In [1]:
import cloudscraper
from bs4 import BeautifulSoup
import pandas as pd

In [2]:
import numpy as np
import matplotlib.pyplot as plt
import seaborn as sns
import re
import requests
from dotenv import load_dotenv
import os

# Dummy dataset 
### create dummy dataset of employee locations around Johor Bahru while their workplace is Hospital Sultanah Aminah (HSA)

In [None]:
# Create a CloudScraper object
scraper = cloudscraper.create_scraper()

# Using URL of PropertyGuru rental property search to create dummy data for employee location around Johor Bahru
search_url = "https://www.propertyguru.com.my/property-for-rent?freetext=Johor+Bahru,+Johor&listing_type=rent&market=residential&district_code=JH016&region_code=MY01&search=true"
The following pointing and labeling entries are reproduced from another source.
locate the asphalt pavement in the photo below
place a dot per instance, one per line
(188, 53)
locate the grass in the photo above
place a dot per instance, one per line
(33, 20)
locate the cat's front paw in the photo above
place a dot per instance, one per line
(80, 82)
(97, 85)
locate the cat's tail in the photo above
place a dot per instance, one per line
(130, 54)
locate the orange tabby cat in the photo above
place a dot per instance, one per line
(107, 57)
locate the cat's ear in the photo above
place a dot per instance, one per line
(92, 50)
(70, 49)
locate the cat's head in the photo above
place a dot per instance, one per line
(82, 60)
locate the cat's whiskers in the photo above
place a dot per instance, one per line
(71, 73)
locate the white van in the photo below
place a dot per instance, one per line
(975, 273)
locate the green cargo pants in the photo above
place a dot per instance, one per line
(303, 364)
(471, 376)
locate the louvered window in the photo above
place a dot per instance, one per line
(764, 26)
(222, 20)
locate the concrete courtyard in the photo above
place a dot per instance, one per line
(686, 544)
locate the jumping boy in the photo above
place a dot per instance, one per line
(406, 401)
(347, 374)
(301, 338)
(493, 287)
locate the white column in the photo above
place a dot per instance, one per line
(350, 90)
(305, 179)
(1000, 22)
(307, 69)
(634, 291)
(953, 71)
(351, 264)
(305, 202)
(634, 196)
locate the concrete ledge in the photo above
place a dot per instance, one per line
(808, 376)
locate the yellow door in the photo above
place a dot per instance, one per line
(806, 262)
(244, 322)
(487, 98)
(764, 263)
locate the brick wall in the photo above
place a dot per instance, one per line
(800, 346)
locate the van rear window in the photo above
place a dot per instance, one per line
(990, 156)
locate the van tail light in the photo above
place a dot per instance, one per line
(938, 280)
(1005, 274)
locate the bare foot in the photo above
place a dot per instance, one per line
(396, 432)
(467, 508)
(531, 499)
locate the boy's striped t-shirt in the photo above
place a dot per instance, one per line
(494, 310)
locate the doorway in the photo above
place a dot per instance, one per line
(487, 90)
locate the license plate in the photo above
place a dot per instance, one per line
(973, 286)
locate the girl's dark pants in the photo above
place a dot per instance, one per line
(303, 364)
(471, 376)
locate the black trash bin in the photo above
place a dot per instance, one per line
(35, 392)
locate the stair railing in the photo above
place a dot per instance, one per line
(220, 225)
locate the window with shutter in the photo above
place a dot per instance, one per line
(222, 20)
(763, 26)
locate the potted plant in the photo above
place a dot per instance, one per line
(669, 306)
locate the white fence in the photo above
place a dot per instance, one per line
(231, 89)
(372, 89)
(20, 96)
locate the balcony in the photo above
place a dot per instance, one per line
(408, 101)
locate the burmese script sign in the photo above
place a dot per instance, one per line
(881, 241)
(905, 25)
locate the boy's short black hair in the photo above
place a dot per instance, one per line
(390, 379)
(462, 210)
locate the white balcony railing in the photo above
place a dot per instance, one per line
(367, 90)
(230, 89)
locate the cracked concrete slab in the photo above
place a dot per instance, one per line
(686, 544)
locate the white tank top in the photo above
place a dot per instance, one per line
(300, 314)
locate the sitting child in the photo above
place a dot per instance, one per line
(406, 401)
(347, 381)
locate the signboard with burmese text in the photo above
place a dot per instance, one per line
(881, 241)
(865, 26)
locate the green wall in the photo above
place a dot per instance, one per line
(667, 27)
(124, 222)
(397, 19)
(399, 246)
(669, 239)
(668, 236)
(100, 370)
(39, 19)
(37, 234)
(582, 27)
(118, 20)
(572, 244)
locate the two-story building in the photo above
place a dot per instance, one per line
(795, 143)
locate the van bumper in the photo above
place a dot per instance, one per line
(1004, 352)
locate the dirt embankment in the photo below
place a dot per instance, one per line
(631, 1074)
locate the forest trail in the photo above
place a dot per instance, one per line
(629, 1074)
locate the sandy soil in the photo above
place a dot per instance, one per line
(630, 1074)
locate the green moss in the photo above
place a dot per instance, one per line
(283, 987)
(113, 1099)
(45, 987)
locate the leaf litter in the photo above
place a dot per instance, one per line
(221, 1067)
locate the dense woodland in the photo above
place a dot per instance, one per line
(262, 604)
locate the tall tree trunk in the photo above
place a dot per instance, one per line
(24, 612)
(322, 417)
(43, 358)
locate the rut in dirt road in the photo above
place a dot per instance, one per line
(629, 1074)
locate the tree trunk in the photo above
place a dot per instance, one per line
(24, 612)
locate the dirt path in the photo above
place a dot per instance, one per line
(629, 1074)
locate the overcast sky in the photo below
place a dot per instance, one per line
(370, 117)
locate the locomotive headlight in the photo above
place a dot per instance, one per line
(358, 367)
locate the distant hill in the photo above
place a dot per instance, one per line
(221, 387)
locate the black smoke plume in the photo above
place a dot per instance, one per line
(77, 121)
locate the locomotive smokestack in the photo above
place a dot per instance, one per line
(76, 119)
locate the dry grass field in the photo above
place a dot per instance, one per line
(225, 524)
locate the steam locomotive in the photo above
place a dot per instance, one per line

# Create list to store property information
location_list = []

# Create counter for the number of scraped properties
n_scraped = 0

# Loop through the search results pages
for page in range(1, 20):  # range(1, n_pages + 1):
    # Make a search request
    response = scraper.get(search_url + f"/{page}")

    # Parse the search results
    soup = BeautifulSoup(response.content, "lxml")

    # Detect captcha
    if "captcha" in soup.text:
        print("Captcha detected when trying to scrape " + search_url + f"/{page}")

    # Get list of property cards that contain property information (identified by div tags with a specific class)
    property_card_list = soup.find_all("div", {"class": "listing-card"})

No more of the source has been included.